I started writing seriously at the age of 12. The reason for this goes back a couple of years, to when I listened to the Pilgrim’s Progress audio dramas by Jim Pappas and his team at Orion’s Gate. I was intrigued by the story of a man leaving all behind for the King of the Hill. We had already read the book so it was nice to hear it come alive. After that was Christiana which, for the record, scared me to death! In the first 10 minutes there were demons standing at the foot of her bed plotting how to stop her from finishing her journey! In another scene later on they attacked her, but what really scared me was Giant Grim, as he preferred to be called. His real name was Bloody-man so I think you can see why he preferred the former name. The other giants Maul and Slay-good also scared me. In fact I didn’t even listen to the battle with Slay-good at first. Now listening to them nearly a decade later, I laugh at the fact that they scared me—the giants are not scary!
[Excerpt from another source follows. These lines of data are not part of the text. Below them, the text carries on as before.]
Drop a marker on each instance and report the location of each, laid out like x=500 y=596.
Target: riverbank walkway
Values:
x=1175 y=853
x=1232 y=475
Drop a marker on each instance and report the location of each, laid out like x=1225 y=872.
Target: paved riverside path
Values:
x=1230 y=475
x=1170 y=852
The only thing that made Grim-Bloody-man so scary was in fact the music—another plug for music as a powerful medium. There were missing sound effects and it wasn’t quite as convincing as it could have been. Why do I say this? Well the PP audios were done almost like a stage production as opposed to a movie production. There are enough sound effects to immerse you in the world, but not enough to make it completely seamless. But back to the specific reason I started writing: Marianna. At the end of Christiana there was a pilgrim named Stand-fast who, like Christian, had left wife and children to go on pilgrimage. Once he reached the Celestial City, he sent her an invitation to follow after with their children and join him at the Celestial City. He sends the invitation with Mr. Great-heart back to the town of Stupidity…
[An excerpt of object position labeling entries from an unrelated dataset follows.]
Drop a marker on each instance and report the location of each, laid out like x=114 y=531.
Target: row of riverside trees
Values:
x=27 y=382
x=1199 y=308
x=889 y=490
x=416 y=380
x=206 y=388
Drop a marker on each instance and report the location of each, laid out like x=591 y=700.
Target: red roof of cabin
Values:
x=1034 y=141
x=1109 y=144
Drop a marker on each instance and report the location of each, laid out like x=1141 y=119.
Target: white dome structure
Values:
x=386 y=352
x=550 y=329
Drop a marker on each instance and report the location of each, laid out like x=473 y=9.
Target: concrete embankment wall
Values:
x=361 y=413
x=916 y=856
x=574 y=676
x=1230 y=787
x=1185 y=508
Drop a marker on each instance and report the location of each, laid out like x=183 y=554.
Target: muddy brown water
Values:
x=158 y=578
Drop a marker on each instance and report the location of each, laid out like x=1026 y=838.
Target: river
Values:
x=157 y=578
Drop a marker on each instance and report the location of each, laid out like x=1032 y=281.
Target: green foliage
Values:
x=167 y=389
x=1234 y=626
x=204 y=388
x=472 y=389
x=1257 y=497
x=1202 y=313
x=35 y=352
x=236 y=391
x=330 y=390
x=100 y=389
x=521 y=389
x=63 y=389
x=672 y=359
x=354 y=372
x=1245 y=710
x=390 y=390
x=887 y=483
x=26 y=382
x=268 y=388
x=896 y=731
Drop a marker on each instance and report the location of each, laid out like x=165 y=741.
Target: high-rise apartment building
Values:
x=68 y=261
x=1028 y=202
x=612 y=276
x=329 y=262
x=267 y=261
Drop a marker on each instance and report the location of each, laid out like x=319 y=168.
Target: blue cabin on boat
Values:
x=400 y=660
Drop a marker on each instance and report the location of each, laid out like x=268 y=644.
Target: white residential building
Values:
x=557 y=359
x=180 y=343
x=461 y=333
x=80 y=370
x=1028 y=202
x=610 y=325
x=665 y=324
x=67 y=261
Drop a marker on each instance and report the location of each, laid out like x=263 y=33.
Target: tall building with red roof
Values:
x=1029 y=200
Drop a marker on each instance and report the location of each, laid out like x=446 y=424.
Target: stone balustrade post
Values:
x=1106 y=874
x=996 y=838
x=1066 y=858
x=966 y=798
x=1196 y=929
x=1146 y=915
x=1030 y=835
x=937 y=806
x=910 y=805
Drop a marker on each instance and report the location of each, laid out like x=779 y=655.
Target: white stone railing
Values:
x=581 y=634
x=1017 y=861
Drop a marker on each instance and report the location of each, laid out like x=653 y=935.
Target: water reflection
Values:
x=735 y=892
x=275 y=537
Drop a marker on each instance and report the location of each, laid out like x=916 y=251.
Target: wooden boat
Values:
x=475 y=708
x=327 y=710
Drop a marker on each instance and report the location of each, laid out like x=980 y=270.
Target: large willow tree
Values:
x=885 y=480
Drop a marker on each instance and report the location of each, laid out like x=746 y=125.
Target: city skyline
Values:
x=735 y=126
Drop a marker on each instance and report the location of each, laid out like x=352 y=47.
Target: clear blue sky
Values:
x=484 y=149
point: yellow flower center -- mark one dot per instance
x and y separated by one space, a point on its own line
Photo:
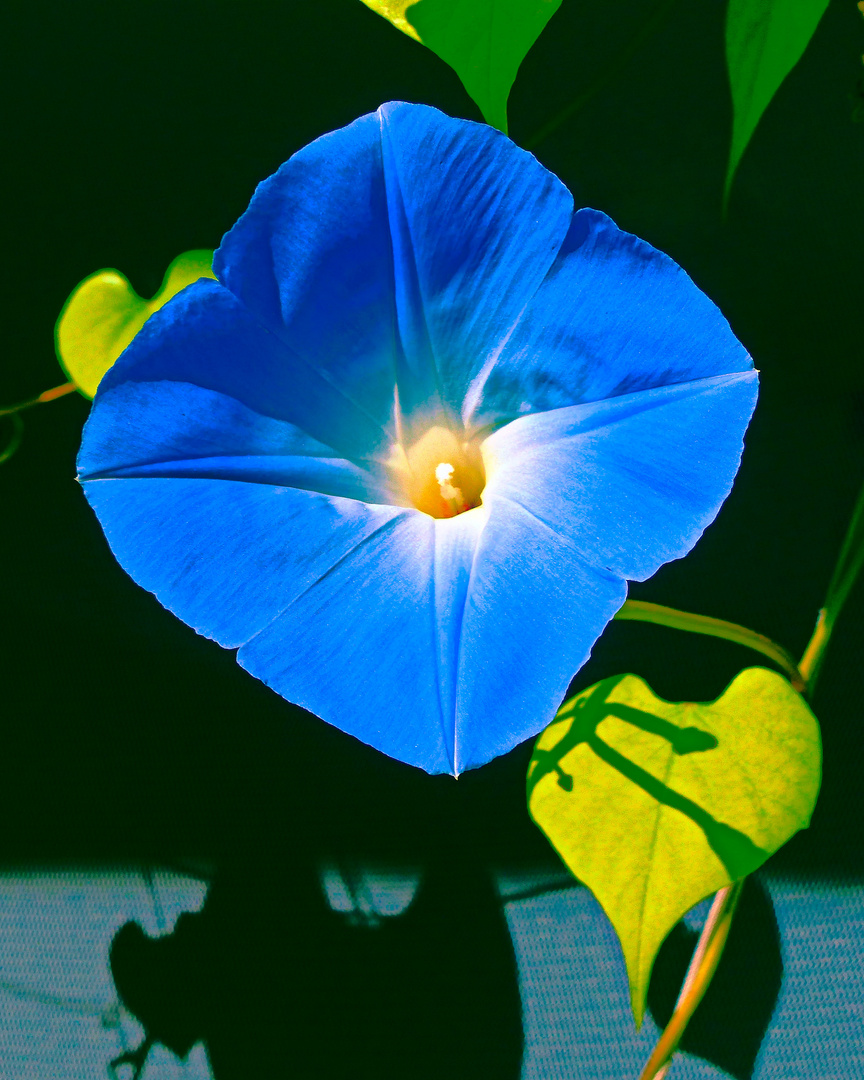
441 475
But that’s where the story ends! There was nothing more! That really left me wondering. So I emailed Mr. Pappas and asked him if he had any scripts for Marianna. His response was as follows:
Jaron: I don’t have any scripts for part III yet but I plan to soon. If you do something I’d be interested in your ideas. Perhaps I could use some of them for my new book.
Wow! I was only twelve at the time, so that was a tremendous incentive. Unbeknownst to him I had already started writing my version of what I thought would happen on the previous day. I’m not even sure he knew I was a kid at the time. Anyways, told him what I had started and I’ve kept on writing, learning, falling down, getting up, and not writing for nearly a year, the whole works. It’s been a most compelling and tedious journey writing PP3 on just a few scraps of information, but I believe it’s all for the best! I pray that as it goes out people will actually be blessed by it. After all, I am writing for those very reasons Luke mentioned—so that others might know the certainty of the things written in the Word.